Вскоре я уже лежу в постели. Арон входит в спальню, гладит меня по руке и шепчет на ухо:
– Мне очень жаль, что я вышел из себя. Но спасибо, дорогая. То, что ты сказала Руквуду… Я знаю, чего тебе это стоило.
Я уже почти сплю, поэтому не отвечаю. Моя последняя трезвая мысль – о Люсьене: не отослать ли его подальше от двора. Мне никогда не хотелось причинить ему боль. И все же все, что мы сейчас делаем, это раним друг друга колкостями.
Врачи правы. Когда через несколько дней повязку с моей руки наконец снимают, кожа вокруг пореза оказывается розовой и сморщенной, но не воспаленной. Мне дают другую мазь, чтобы ускорить заживление, поручают не превращаться еще неделю и советуют не переутомляться за работой. Но в остальном, как мне сказали, я абсолютно здорова. По крайней мере, физически. Мази и бинты не могли уменьшить мою тревогу, когда я сидела, прислушиваясь, пытаясь уловить малейший звук движения поблизости. Засыпала я только тогда, когда наконец проваливалась, измученная, в глубокий, полный кошмаров сон. Летия и Фрис с трудом могли разбудить меня утром. И все же, несмотря на робкие советы Фрис, несмотря на бодрые комментарии Летии, которые та вставляла между чихами, поскольку, похоже, простудилась, я ничего не говорю своим врачам. Вместо этого, как только врачи уходят, я поднимаюсь наверх, чтобы присоединиться к Собранию в зале совета.
Арон спешит вперед.
– Моя дорогая, тебе незачем здесь находиться, тебе нужно отдохнуть.
– Врачи дали мне разрешение. И я хочу находиться здесь; разве ты не собирался сегодня допросить моего потенциального убийцу?
Он кивает.
– Стражники сейчас приведут его, – он наклоняется ближе и шепчет мне на ухо: – Ты уверена, Адерин? Что хочешь его видеть?

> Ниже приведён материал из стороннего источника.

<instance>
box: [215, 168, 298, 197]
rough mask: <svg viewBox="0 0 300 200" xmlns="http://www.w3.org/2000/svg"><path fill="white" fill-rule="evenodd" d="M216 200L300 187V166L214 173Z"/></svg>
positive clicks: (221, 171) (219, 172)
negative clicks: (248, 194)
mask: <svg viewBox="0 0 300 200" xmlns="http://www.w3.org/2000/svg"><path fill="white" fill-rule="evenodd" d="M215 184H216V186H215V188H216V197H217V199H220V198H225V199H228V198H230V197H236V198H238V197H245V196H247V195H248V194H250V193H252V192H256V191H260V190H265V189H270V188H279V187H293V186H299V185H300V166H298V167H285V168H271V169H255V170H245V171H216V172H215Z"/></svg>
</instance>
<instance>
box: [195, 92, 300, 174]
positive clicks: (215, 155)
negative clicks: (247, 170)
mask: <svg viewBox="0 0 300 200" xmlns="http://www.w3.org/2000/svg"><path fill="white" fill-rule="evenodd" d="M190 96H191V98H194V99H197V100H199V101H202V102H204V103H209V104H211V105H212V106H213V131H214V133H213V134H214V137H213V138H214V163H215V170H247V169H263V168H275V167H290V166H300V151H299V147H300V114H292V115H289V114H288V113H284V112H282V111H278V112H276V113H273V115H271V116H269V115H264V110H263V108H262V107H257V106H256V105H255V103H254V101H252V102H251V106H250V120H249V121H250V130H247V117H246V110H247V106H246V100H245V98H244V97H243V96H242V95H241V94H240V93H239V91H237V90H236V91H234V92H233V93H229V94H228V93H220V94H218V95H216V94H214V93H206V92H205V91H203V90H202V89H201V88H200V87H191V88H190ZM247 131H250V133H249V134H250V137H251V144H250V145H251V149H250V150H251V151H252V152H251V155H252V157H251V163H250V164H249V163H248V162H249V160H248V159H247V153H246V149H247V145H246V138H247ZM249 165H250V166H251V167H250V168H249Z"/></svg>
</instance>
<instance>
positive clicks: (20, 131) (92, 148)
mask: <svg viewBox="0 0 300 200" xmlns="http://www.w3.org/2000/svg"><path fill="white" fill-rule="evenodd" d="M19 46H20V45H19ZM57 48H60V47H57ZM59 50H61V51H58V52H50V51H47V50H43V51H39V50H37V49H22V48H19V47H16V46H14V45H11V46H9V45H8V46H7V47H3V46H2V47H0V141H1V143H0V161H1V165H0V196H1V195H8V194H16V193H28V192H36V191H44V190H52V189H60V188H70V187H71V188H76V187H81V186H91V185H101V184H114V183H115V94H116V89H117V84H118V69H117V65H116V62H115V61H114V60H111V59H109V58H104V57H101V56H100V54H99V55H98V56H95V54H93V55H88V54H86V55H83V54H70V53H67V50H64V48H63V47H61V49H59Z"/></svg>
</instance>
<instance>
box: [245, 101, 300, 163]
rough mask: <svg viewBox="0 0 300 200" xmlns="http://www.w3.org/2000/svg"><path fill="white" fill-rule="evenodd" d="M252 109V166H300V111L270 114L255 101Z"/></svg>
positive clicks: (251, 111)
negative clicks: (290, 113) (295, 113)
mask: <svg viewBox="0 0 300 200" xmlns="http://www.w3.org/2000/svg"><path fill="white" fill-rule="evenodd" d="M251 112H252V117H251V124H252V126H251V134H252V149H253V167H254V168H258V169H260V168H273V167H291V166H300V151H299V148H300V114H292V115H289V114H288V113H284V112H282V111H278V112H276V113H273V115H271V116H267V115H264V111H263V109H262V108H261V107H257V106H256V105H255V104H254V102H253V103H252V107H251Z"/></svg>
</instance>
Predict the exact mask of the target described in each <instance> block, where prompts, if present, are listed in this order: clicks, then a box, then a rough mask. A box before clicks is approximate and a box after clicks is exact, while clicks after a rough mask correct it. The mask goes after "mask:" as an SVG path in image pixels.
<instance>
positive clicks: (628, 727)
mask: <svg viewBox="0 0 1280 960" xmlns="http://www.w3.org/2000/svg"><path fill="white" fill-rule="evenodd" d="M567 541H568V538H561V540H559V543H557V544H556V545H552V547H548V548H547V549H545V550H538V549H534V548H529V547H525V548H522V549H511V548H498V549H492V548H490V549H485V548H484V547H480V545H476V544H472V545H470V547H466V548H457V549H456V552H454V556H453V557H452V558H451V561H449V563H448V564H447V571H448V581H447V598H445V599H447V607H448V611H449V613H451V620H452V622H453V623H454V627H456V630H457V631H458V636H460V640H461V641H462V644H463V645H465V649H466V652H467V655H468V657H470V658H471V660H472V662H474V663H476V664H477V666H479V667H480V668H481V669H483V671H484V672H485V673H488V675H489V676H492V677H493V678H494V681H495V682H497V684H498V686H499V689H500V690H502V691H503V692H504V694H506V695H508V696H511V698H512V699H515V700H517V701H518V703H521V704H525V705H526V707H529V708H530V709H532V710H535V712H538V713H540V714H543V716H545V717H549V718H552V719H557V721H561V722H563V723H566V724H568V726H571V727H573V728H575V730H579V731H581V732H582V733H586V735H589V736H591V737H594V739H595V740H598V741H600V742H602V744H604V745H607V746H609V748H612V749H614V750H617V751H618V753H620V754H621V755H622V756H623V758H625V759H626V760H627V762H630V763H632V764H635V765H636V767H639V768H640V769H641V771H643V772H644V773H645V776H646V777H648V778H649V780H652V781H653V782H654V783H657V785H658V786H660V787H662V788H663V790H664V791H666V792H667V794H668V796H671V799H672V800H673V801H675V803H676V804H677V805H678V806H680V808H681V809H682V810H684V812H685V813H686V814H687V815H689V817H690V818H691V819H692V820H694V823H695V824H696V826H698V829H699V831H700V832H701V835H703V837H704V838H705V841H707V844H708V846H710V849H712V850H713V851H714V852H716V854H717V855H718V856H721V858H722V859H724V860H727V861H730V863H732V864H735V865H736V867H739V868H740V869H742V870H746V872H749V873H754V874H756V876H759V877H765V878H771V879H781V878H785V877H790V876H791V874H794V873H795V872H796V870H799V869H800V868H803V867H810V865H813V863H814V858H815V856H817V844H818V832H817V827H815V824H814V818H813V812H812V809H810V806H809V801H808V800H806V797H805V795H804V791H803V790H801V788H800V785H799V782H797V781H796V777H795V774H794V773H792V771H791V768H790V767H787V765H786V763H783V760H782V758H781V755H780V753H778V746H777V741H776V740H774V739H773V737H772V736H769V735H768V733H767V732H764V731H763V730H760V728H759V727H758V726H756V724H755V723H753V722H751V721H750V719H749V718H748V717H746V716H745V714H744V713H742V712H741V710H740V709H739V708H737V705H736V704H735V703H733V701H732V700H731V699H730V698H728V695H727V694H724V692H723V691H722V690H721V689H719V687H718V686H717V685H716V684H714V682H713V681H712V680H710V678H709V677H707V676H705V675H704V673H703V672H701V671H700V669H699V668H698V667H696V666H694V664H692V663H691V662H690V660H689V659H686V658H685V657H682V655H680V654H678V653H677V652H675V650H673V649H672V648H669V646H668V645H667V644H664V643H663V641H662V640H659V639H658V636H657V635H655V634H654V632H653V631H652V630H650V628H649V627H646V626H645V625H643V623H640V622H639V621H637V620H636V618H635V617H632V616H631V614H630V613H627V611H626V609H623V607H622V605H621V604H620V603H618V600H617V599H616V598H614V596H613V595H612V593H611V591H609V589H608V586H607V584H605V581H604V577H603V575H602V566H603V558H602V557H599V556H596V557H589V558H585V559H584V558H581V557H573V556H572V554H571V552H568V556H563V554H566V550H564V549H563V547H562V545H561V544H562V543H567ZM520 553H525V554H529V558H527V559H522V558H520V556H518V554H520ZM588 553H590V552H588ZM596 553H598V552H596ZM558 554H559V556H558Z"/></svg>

– Я уверена, – я подхожу к окну в дальнем конце комнаты. И прежде чем успеваю рассмотреть посадочную платформу, выступающую во фьорд, двери открываются и впускают пленника. Его сопровождают четыре темных стражника, запястья скованы тяжелыми железными кандалами, прикованными к железному ошейнику, застегнутому на шее. Мы собираемся в широкий полукруг, когда его приводят и ставят перед нами.
На нем уже не та богатая одежда, в которой он был в святилище. Вместо этого на нем мантия. Черная ткань испачкана темными пятнами свежей крови, там, где металлический ошейник натирал шею. Его прямые волосы пепельного цвета, кожа темно-серая; наверное, какая-то ветвь рода вороновых. Он хмуро смотрит на нас.
– Кто вы?
– Тирс, лорд Худ.
– Из Селонии?
Командир темной стражи сверяется со свитком, переданным ему секретарем совета.
– Нет, один из наших, Ваше Величество. Младшая ветвь дома Корникс Лиат. У него небольшое поместье на западе Олориса.